荒川のモノづくりにデザインの瑞々しい力を与え、次の可能性を生み出す。

挑戦、実験的なトライアルとして始動した「荒川企業×デザイナー」コラボレーションは、新型コロナウイルスにより多難な作業となりました。3企業、3人のデザイナーは、この1年、それぞれの立場で、コロナ禍の前に、活動自粛、事業苦難、企画変更などに遭遇。それでも粘り強く挑戦を続け、その成果と経過を、松屋銀座デザインギャラリー1953にて、令和3年2月24日から3月22日まで展示させていただきました。

ヒット商品への道筋は、常時でも、決して容易なものでもありません。鮮度、共感、驚きを目的地に、どこまでその可能性に迫ることができたのか。「ara!kawa」は、トライ&エラーを繰り返しながら、モノづくりの道をこれからもすすみます。



製品タイトルは、「スカストミエルカレンダー」見えているモノ、見えていないモノ。透明のインクがあると聞き、見えないものを印刷してみたいと思った。 人は、経験を裏切られたときに好奇心が高まる。紙を透かして見たとき、バーコ印刷の新たな魅力を感じた。見えないはずの、風、音、雨 … 今回、それらをバーコ印刷で表現。カレンダーに落とし込んでみた。
Design : shiro nakada + yukine matsukura, nako ishikawa ( SWU / nakada lab.)
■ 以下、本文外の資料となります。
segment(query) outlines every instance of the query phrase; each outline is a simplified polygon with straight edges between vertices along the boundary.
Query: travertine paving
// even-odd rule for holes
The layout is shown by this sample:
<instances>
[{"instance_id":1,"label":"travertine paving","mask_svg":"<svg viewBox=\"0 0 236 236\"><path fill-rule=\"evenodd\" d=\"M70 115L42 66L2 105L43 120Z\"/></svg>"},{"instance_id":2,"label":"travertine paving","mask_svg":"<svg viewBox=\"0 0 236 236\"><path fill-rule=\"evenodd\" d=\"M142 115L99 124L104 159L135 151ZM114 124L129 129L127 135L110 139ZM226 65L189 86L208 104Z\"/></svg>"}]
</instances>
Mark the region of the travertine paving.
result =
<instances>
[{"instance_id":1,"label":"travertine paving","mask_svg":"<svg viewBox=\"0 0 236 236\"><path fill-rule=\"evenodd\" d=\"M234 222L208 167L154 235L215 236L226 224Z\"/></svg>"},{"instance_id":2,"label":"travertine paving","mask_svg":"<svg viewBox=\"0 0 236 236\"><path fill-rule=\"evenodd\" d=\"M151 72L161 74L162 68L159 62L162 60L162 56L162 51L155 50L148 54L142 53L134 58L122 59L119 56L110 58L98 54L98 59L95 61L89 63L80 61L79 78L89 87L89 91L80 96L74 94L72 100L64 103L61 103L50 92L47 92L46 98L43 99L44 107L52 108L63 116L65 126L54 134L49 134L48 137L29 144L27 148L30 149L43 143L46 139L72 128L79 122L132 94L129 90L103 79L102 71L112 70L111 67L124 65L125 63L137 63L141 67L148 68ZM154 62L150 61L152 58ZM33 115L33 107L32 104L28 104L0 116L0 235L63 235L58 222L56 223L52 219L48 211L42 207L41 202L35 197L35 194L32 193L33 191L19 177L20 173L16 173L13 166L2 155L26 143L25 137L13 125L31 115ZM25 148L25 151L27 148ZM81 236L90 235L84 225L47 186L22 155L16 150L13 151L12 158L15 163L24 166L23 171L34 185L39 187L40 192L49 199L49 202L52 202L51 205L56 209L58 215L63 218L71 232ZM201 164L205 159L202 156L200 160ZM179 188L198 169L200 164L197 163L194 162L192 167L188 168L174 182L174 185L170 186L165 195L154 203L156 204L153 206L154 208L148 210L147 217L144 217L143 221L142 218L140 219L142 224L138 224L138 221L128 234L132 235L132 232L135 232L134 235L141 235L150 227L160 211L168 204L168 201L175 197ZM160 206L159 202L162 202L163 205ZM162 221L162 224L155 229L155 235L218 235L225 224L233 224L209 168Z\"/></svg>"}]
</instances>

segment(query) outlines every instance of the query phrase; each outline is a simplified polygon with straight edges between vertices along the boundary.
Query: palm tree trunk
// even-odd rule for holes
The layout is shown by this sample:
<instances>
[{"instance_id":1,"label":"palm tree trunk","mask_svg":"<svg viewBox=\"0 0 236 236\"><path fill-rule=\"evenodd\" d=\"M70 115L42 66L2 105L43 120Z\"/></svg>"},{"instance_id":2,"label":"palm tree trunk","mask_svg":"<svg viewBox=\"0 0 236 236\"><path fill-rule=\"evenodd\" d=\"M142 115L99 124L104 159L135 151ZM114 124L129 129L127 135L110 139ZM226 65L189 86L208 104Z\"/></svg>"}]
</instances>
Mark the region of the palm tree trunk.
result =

(注)バーコ印刷 「バーコ印刷」は、アメリカで生まれた印刷技術。印字したインクの上に特殊な粉を振りかけて熱処理をし、その部分を盛り上げる。紙にデザイン性や高級感が生まれる。今回の展示でも「バーコ印刷」を 用いてオリジナル紙製品を製造している。


株式会社オフィスサニー
オフィスサニーは、特殊凹凸印刷技術「バーコ印刷」を得意とする小さな印刷会社。作業療法士と研究開発した子どもの読み書き向上に役立つ教材・教具、子ども発達支援教材ブランド「できるびより」の他、和柄の持つご利益や魅力を御朱印帳やブックカバーなどで表現した、オリジナル紙雑貨ブランド「plus Orange」が好評を得ている。「バーコ印刷」の技術を駆使し、商品企画 から開発・製造・販売まで一貫して手掛けている。

ナカダシロウ (SHIRO NAKADA)
東studio mebius 代表、昭和女子大学・環境デザイン学部准教授。Yohji Yamamoto、Franc franc、swatch、 DOLCE&GABBANA ほか多数のショップデザインを手掛ける。埼玉県飯能市で森林活用のプロジェクト「Ki&」を立ち上げている。
https://st-mebius.mystrikingly.com

 

 
髙橋淳一さん、晶子さんご夫妻。岩間の工場内にて。

オフィスサニー 髙橋淳一さん

【ロングインタビュー】
「バーコ印刷」を用いたオリジナル紙製品を企画・製造・販売しているオフィスサニーは、東日暮里のご夫婦が営む小さな印刷会社。印刷機の置いてある茨城県岩間の工場を訪ねて、話を伺った。
(インタビュー・文 山口ミルコ)

前編・後編の2回にわたってご紹介いたします。

社長の髙橋さんは、お客さんに「淳さん」の愛称で
親しまれておられるということなので、淳さんとお呼びしても?

淳一:はい、もちろんどうぞ。こちらは妻、晶子です。

では、きょうは髙橋ご夫妻一緒にお話を伺いますので、淳さん、晶子さん、で進めさせていただきます。
昭和41年創業のサニーさん、もとは写植屋さんだったそうですね?

淳一:ええ。父のやっていた写植屋を継いだのですが、すでに斜陽産業で・・・。

いま、「写植屋さん」と言ってすぐにピンとくる人は、あまりいないかもしれませんね。私は出版社で20年編集者をやっていたので、平成元年に入った最初の編集部では写植屋さんに出入りしていました。編集者の取った原稿は、写植屋さんとデザイン事務所、そして印刷会社をグルグルとめぐったのちに、雑誌や本になっていくのです。やがて印刷物のデジタル化がすすんで、写植屋さんにはいつしか行かなくなりました。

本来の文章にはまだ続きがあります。